Sunday, January 15, 2012

Religion and the Role of Women in Society

The status of women in society has emerged as an issue in what seems like an unlikely place--Israel. Today's New York Times reports on the increasing influence of the ultra-orthodox Jews in that country. The attitude of this particular religious group with respect to gender roles in society is very similar to those of fundamentalist Islam--the group that has been most often criticized in the modern world for its stance on the place of women.
The list of controversies grows weekly: Organizers of a conference last week on women’s health and Jewish law barred women from speaking from the podium, leading at least eight speakers to cancel; ultra-Orthodox men spit on an 8-year-old girl whom they deemed immodestly dressed; the chief rabbi of the air force resigned his post because the army declined to excuse ultra-Orthodox soldiers from attending events where female singers perform; protesters depicted the Jerusalem police commander as Hitler on posters because he instructed public bus lines with mixed-sex seating to drive through ultra-Orthodox neighborhoods; vandals blacked out women’s faces on Jerusalem billboards.
Mr. Carmon [president of the Israel Democracy Institute, a Jerusalem research organization].compared the strictly religious Jews of Israel to the Islamists in the Arab world, saying that there was a similar dynamic at play in Egypt, with tensions growing between the secular forces that led the revolution and the Islamic parties now rising to prominence.

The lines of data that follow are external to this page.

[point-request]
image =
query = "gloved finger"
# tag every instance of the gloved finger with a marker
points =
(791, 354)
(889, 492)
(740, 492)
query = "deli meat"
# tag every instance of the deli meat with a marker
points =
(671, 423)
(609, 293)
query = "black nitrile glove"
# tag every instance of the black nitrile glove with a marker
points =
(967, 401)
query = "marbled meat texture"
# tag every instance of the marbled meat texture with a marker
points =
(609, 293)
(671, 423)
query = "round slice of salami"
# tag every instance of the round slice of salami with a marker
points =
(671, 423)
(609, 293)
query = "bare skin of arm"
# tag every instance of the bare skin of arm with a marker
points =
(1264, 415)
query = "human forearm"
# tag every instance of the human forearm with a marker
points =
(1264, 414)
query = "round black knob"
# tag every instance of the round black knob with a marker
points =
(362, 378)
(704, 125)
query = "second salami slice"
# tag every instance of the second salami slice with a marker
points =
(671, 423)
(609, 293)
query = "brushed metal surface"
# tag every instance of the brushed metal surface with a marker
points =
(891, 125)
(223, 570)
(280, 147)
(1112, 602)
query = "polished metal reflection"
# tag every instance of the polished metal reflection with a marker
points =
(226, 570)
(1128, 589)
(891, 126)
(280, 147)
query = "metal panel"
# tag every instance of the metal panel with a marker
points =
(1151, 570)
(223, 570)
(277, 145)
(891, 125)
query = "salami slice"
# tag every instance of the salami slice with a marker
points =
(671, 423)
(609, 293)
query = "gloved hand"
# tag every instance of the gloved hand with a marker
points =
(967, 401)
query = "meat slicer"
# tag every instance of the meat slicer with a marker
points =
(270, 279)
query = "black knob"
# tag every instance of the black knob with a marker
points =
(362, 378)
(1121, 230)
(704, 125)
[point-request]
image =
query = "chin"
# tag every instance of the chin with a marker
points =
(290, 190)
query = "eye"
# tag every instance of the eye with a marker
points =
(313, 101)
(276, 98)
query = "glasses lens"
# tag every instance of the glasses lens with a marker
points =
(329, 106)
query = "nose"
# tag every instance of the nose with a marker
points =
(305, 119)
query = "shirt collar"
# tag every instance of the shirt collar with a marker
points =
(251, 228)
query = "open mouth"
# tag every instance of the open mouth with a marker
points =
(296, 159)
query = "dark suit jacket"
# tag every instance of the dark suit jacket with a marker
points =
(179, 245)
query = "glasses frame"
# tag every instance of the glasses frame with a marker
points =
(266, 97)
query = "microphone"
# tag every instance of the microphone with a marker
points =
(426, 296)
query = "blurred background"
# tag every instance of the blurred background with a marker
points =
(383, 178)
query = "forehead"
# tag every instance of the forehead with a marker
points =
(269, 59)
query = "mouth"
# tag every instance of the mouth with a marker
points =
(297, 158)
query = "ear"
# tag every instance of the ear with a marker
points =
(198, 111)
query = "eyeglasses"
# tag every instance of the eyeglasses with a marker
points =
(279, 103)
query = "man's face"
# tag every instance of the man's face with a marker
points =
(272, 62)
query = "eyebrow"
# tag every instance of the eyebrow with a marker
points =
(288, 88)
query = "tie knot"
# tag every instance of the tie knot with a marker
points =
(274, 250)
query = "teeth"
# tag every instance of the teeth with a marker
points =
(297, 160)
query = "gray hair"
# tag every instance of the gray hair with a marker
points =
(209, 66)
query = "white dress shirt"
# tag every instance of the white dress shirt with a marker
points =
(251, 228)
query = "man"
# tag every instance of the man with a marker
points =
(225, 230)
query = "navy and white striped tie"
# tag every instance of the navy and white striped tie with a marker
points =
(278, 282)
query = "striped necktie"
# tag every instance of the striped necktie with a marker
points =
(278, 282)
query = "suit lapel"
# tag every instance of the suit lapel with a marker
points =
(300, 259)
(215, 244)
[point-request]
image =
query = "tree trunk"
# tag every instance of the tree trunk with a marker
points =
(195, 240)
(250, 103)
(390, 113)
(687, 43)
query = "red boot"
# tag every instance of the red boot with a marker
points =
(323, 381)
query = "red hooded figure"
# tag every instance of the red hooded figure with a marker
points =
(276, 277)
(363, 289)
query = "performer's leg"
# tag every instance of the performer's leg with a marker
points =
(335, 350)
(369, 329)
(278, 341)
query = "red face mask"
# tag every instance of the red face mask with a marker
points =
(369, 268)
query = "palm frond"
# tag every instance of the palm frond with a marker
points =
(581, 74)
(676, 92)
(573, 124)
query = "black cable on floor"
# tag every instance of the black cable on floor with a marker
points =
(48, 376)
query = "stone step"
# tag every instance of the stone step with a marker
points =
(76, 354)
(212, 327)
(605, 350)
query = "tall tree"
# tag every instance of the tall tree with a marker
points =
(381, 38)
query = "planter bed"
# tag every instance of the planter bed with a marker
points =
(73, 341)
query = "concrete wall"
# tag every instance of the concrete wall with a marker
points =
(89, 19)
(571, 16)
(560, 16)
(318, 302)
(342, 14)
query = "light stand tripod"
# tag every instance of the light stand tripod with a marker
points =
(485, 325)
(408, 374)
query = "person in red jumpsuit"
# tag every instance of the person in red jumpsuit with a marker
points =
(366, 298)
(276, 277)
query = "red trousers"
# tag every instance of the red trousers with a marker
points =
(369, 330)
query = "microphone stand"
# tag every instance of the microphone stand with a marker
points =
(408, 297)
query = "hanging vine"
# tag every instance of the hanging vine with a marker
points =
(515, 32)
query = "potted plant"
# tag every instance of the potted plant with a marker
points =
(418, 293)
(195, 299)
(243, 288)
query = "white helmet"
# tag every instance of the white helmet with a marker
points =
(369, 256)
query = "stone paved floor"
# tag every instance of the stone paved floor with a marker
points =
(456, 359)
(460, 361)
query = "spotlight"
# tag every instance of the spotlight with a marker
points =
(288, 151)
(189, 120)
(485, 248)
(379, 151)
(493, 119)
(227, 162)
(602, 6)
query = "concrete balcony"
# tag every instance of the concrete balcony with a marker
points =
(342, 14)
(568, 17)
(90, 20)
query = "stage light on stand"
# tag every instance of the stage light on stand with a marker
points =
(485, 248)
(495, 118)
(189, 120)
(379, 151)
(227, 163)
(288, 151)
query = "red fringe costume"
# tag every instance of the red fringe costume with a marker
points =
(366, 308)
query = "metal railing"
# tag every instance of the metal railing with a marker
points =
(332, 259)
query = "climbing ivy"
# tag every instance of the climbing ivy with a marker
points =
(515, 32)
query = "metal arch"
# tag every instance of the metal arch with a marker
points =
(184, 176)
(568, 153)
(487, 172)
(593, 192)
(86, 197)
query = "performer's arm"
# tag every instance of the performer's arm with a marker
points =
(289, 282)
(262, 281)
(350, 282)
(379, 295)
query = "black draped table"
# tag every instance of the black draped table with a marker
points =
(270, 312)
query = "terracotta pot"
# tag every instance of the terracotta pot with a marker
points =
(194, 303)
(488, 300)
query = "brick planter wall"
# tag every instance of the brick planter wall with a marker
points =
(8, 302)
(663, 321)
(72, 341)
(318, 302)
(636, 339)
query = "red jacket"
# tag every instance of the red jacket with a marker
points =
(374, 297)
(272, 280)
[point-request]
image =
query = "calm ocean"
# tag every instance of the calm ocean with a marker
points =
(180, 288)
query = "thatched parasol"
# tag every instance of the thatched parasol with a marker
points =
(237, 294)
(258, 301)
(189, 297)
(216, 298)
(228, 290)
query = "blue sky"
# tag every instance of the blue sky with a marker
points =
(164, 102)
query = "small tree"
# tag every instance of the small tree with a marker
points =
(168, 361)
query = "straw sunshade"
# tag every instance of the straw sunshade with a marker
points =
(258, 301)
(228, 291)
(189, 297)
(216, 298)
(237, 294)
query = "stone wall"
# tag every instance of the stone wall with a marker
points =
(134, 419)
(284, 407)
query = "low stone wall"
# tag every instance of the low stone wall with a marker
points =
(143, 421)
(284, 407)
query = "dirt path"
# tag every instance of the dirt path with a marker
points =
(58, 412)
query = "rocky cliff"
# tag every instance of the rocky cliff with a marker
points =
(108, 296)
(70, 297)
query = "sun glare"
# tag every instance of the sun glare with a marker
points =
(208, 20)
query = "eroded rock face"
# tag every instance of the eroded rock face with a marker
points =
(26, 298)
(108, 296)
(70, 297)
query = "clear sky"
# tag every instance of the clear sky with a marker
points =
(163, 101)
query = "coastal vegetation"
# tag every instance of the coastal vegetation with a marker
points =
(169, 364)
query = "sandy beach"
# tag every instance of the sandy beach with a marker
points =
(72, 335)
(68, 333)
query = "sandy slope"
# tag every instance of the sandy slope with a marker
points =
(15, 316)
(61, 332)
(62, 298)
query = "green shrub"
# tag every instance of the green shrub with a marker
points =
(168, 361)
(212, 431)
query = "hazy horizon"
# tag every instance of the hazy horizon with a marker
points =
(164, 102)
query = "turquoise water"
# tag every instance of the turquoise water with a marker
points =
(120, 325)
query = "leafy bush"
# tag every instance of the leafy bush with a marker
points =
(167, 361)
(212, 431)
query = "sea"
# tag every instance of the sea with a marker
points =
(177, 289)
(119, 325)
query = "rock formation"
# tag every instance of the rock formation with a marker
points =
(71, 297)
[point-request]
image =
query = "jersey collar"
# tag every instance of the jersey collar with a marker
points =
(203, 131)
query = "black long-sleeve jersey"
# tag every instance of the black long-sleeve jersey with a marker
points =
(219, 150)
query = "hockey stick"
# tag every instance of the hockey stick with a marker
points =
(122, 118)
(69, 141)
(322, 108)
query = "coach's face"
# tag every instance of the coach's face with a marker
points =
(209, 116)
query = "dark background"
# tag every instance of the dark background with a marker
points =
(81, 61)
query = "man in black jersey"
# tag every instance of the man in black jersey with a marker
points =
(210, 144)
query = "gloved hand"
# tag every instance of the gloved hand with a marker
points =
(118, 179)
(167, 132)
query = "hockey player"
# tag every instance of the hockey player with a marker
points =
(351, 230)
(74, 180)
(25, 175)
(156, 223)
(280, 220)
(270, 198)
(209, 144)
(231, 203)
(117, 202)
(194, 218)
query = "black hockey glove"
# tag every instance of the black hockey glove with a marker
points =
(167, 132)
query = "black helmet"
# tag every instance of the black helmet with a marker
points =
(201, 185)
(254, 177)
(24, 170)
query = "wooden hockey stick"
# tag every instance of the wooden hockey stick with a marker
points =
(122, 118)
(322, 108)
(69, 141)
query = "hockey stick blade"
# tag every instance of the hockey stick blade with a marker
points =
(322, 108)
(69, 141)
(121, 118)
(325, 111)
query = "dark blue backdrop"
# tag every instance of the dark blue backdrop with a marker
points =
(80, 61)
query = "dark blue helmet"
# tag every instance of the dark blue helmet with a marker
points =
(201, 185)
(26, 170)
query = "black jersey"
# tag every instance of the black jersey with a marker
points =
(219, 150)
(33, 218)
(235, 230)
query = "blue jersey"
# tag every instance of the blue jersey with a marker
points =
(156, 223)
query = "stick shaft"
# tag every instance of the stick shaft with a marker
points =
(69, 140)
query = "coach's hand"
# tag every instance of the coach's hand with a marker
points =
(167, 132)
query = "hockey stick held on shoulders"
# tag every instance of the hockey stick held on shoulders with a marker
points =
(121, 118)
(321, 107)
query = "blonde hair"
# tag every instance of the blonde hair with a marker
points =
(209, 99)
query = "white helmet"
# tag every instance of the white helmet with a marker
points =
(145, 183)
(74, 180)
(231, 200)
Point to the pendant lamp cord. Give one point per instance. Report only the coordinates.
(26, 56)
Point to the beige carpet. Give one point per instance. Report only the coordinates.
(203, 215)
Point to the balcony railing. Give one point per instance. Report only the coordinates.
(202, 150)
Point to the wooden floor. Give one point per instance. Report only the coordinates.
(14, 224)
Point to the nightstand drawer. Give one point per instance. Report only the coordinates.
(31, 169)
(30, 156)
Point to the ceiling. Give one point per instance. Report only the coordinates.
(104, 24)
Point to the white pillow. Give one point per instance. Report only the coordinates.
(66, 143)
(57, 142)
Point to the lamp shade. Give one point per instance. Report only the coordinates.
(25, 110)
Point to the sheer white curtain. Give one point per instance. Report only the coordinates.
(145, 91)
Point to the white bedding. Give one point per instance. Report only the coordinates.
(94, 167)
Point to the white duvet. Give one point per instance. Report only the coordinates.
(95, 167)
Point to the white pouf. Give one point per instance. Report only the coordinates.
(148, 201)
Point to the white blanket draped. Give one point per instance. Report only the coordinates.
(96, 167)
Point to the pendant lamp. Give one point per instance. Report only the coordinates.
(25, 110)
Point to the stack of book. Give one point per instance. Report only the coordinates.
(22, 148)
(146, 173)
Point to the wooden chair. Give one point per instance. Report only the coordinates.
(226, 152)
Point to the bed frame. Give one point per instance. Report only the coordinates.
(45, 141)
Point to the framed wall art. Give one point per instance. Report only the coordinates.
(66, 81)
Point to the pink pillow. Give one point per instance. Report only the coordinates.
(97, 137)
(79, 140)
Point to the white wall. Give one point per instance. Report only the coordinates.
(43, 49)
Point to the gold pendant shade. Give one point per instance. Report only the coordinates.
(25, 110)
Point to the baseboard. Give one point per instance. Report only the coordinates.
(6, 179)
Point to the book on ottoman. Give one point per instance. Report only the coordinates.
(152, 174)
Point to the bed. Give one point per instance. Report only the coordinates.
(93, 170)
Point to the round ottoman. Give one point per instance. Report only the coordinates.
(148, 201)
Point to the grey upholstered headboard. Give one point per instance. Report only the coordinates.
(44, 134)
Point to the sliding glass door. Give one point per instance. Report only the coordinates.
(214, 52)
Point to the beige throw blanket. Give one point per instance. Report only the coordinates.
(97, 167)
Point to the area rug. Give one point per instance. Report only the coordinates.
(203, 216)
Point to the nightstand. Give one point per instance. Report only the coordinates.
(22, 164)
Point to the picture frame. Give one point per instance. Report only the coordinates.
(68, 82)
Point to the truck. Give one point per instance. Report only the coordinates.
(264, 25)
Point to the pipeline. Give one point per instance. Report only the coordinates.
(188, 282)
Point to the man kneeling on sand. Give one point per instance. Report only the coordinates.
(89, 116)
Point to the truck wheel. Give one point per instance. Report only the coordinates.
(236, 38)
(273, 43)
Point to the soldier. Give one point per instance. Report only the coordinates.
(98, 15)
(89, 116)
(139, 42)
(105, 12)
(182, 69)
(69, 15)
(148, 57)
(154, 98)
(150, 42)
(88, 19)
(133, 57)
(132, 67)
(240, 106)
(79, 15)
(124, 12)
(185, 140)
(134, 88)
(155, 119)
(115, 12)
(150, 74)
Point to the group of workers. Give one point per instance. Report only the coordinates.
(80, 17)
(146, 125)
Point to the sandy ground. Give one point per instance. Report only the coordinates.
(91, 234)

“Today there is not a city without a Haredi community,” said Rabbi Abraham Israel Gellis, a 10th-generation Jerusalem Haredi rabbi, as he sat in his home, an enormous yeshiva on a hill outside his window. “I have 38 grandchildren and they live all over the country.” 
And in that sentence one can see the influence of demography in this situation--the fertility rate among the ultra-orthodox Jewish population is very high.
Dan Ben-David, executive director of the Taub Center for Social Policy Studies in Israel, said fertility rates in the Haredi community made the issue especially acute; the very religious Jews are the only group in Israel having more children today than 30 years ago.
“They make up more than 20 percent of all kids in primary schools,” he said. “In 20 years, there is a risk we will have a third-world population here which can’t sustain a first-world economy and army.” 
This is just another reminder that the future is a foreign country.